Hi! MY site has been hacked & the super administrator has been deleted.
Thankfully there was no other damage.

Is it possible to manually generate the Superadministrator using PHPMYADMIN by running a database query?

PLease help......

There was also a message left on the front page:


----------------------------------------------------------
Home

HACKED By SenqRonize ! For Türkiye... / This e-mail address is being protected from spam bots, you need JavaScript enabled to view it This e-mail address is being protected from spambots, you need JavaScript enabled to view it

----------------------------------------------------

I googled it & got alot of results on "HACKED By SenqRonize ! For Türkiye... "
I cant work out what vunerability its exploiting.

may I ask which Joomla! version you are using?
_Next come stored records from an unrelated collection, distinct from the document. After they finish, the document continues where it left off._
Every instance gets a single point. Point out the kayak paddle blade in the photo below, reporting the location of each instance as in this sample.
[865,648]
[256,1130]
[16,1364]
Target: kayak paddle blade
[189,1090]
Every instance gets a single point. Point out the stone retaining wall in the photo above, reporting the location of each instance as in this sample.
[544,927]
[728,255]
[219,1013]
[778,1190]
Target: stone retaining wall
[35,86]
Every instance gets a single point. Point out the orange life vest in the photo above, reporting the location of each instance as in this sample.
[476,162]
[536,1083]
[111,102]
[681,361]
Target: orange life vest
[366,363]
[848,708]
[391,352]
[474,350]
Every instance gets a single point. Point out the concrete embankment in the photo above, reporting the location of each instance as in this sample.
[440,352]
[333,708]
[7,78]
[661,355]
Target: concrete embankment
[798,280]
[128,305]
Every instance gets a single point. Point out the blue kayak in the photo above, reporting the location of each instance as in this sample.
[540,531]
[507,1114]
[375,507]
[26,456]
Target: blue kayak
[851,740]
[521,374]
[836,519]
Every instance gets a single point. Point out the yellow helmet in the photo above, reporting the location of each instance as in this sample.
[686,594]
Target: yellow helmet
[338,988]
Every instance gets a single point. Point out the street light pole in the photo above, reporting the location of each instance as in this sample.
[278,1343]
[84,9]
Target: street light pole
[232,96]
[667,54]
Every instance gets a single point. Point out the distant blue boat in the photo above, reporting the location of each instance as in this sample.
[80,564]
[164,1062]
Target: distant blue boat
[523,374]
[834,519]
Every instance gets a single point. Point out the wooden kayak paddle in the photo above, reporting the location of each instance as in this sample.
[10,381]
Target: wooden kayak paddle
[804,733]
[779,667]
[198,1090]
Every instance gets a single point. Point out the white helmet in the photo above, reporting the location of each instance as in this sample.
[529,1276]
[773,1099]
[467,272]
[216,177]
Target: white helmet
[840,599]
THE FOLLOWING WAY MAY WORK FOR JOOMLA 1.0.1x

I assume that your user with the ID 62 is deleted. Try:

INSERT INTO `jos_users` (`id`, `name`, `username`, `email`, `password`, `usertype`, `block`, `sendEmail`, `gid`, `registerDate`, `lastvisitDate`, `activation`, `params`) VALUES
(62, 'Your Name', 'admin', ' This e-mail address is being protected from spam bots, you need JavaScript enabled to view it ', '', 'Super Administrator', 0, 0, 25, '2005-10-28 14:13:40', '2008-09-05 09:10:58', '', '' );

(this is just a modified export of my database; you may want to replace "Your Name" with your name, "admin" with the desired username of the Superadmin, and " This e-mail address is being protected from spam bots, you need JavaScript enabled to view it " with your email address)

This SQL code should insert a new user with the ID 62 into your database table

Then, I found an article on how to reset your Super Admin's password. The described method will reset the password for user ID 62:

joomlatp.com/joomla-template-Tutorials/R...trator-Password.html

After that you should go to the user settings and chose a more secure password.

Good luck!

I'm using 1.5.x i think 1.5.3 ( i need 2 update i know...lol)

Clean install vs upgrade in terms of performance? what do u think? The upgrade sounds messy?



I'm out now will try it when i get home.

I'll backup the Database first though

How does he HACK ?
Want to know to protect my own site.....

Kangt7, but then you cannot use this SQL. it was meant for the "old" Joomla! 1.0.x table structure.


No idea how that hack works... I believe the best protection is to keep your installation always up-to-date.

I'll have to find another way!


iosoft, i have no idea how it works. I can tell you the security measures i had.


SSL 256-bit - for the whole site (the slowed down like a b!tch)
Jfirewal - Purchased this "www.bestforjoomla.com/overview/"

My site is running on www.siteground.com/ servers.


Basically, The Front page of the forum is fully deleted & that message it left.
If you google that message u'll find tons of sites that have been hacked!

i should post this up on joomla.org.

I'll put more info up on the Flood attack report from Jfirewall...i've disconnected the database from my site to avoid further damage. once its up & running i'll copy & paste the report.

Doesn't matter how secure Joomla is if you're using an extension that is not. That is most likely how they did it.

Ok guys!

I put up a post in Joomla.org a few minutes ago. Below is the link

forum.joomla.org/viewtopic.php?f=432&t=322827

What extensions were you running? It could have been one of them that allowed the hack. But mostly likely the fact that you are running an insecure version of Joomla. You yourself admitted that you needed to upgrade. I suggest in the future when Joomla puts out security patches and version you apply them.